Well, to be brief. lots of anxiety and health ocd issues at my 18 started my journey to psychiatrists. I wont analyze all that now, lets get to the point.
3 years ago, a doc prescribed me perph/amit along with ssri for my extreme anxiety. Well things quiettened but i became a zombie like style. As months passed, i found out that every upping in the dose made me want to commit suicide, paranoia, ocd at its finest etc. I changed docs, and although i found 8 months ago that zoloft made me feel good, i found out that every upping in the dose of zoloft made ocd and depression boom. I was sure that it wasnt zoloft. Every single ssri i have tried without the perph/ami works pretty good.

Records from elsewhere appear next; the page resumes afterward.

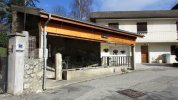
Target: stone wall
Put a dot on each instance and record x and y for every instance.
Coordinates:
(33, 75)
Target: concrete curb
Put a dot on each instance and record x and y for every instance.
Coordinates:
(86, 80)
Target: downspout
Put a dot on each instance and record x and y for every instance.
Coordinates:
(45, 52)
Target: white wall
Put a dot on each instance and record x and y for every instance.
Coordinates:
(111, 47)
(155, 50)
(161, 35)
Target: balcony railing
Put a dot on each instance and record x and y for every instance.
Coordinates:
(159, 36)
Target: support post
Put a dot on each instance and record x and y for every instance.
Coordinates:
(133, 57)
(16, 62)
(58, 69)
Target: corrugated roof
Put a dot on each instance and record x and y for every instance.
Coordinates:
(134, 14)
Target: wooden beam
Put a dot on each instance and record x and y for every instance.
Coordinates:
(66, 30)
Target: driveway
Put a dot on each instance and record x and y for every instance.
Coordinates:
(154, 82)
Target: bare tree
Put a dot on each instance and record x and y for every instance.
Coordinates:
(81, 8)
(59, 10)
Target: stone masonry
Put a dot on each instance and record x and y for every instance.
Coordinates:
(33, 75)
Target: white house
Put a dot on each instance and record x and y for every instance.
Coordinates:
(160, 29)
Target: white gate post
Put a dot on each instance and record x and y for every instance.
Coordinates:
(58, 69)
(16, 63)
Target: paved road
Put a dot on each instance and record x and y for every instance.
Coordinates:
(157, 82)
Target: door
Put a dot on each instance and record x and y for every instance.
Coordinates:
(144, 54)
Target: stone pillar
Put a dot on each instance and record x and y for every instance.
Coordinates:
(133, 57)
(16, 63)
(58, 69)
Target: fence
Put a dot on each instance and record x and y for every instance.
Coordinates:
(116, 60)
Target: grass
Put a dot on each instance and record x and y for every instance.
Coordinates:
(3, 52)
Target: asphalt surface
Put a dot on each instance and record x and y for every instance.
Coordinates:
(157, 82)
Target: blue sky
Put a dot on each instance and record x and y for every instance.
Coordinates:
(114, 5)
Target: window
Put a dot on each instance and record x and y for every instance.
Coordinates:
(173, 49)
(142, 27)
(114, 25)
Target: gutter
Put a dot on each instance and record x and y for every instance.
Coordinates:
(45, 52)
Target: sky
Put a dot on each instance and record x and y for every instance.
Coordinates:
(113, 5)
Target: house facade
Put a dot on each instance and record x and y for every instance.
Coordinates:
(56, 47)
(159, 28)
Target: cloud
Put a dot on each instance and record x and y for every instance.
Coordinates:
(131, 5)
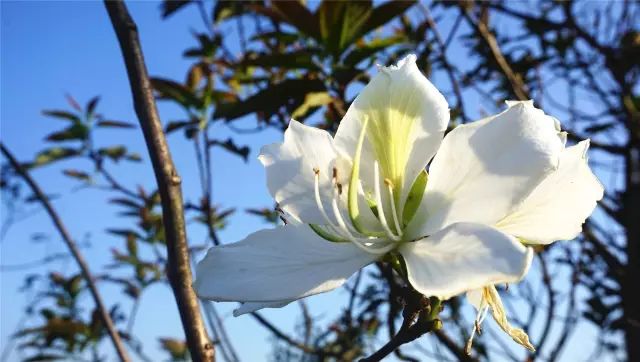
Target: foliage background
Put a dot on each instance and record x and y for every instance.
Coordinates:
(53, 49)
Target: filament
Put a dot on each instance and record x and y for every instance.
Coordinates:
(381, 217)
(393, 207)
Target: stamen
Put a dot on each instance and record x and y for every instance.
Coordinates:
(482, 313)
(330, 223)
(381, 217)
(359, 242)
(393, 206)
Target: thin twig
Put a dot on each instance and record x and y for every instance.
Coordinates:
(178, 268)
(75, 251)
(517, 85)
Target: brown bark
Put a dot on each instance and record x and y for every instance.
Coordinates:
(178, 268)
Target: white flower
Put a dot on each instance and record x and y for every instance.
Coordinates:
(355, 197)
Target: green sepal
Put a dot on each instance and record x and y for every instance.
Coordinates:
(414, 198)
(326, 235)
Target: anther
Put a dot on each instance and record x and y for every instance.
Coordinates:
(478, 328)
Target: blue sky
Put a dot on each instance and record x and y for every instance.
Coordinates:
(53, 48)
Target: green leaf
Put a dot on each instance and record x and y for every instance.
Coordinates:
(176, 125)
(54, 154)
(269, 100)
(62, 115)
(298, 15)
(115, 124)
(383, 14)
(230, 146)
(91, 106)
(115, 153)
(340, 22)
(600, 127)
(281, 37)
(225, 9)
(76, 131)
(311, 102)
(300, 59)
(168, 89)
(414, 197)
(133, 157)
(45, 357)
(368, 50)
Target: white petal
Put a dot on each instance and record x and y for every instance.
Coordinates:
(290, 170)
(285, 263)
(251, 307)
(463, 257)
(558, 207)
(407, 119)
(485, 169)
(475, 298)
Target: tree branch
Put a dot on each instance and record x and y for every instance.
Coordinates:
(178, 268)
(75, 251)
(517, 85)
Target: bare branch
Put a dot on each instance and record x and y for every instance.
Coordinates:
(178, 268)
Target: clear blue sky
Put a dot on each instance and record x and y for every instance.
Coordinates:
(53, 48)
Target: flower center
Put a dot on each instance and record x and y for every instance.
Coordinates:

I found some things about perphenazine, and its interference with ssris and the plasma levels. i also found many things about typical antipsychotics that made me tapper the drug. 7 days now, full quit from 2 perph, 10 amit, the last dosage. I feel lights in my emotions, i had akathisia for all the years on the drug, now i am relaxed in my big chair without even bother to shake my feet. I am an amateur writer, essayist, 3 years didnt write anything. 3 days now i have written 150 pages. What is going on? I wish it isnt mania, cause before the perph/ami, all my life was very creative and full of thinking. maybe it just poisoned me, 3 years are too much to make me forgot how it is to feel human.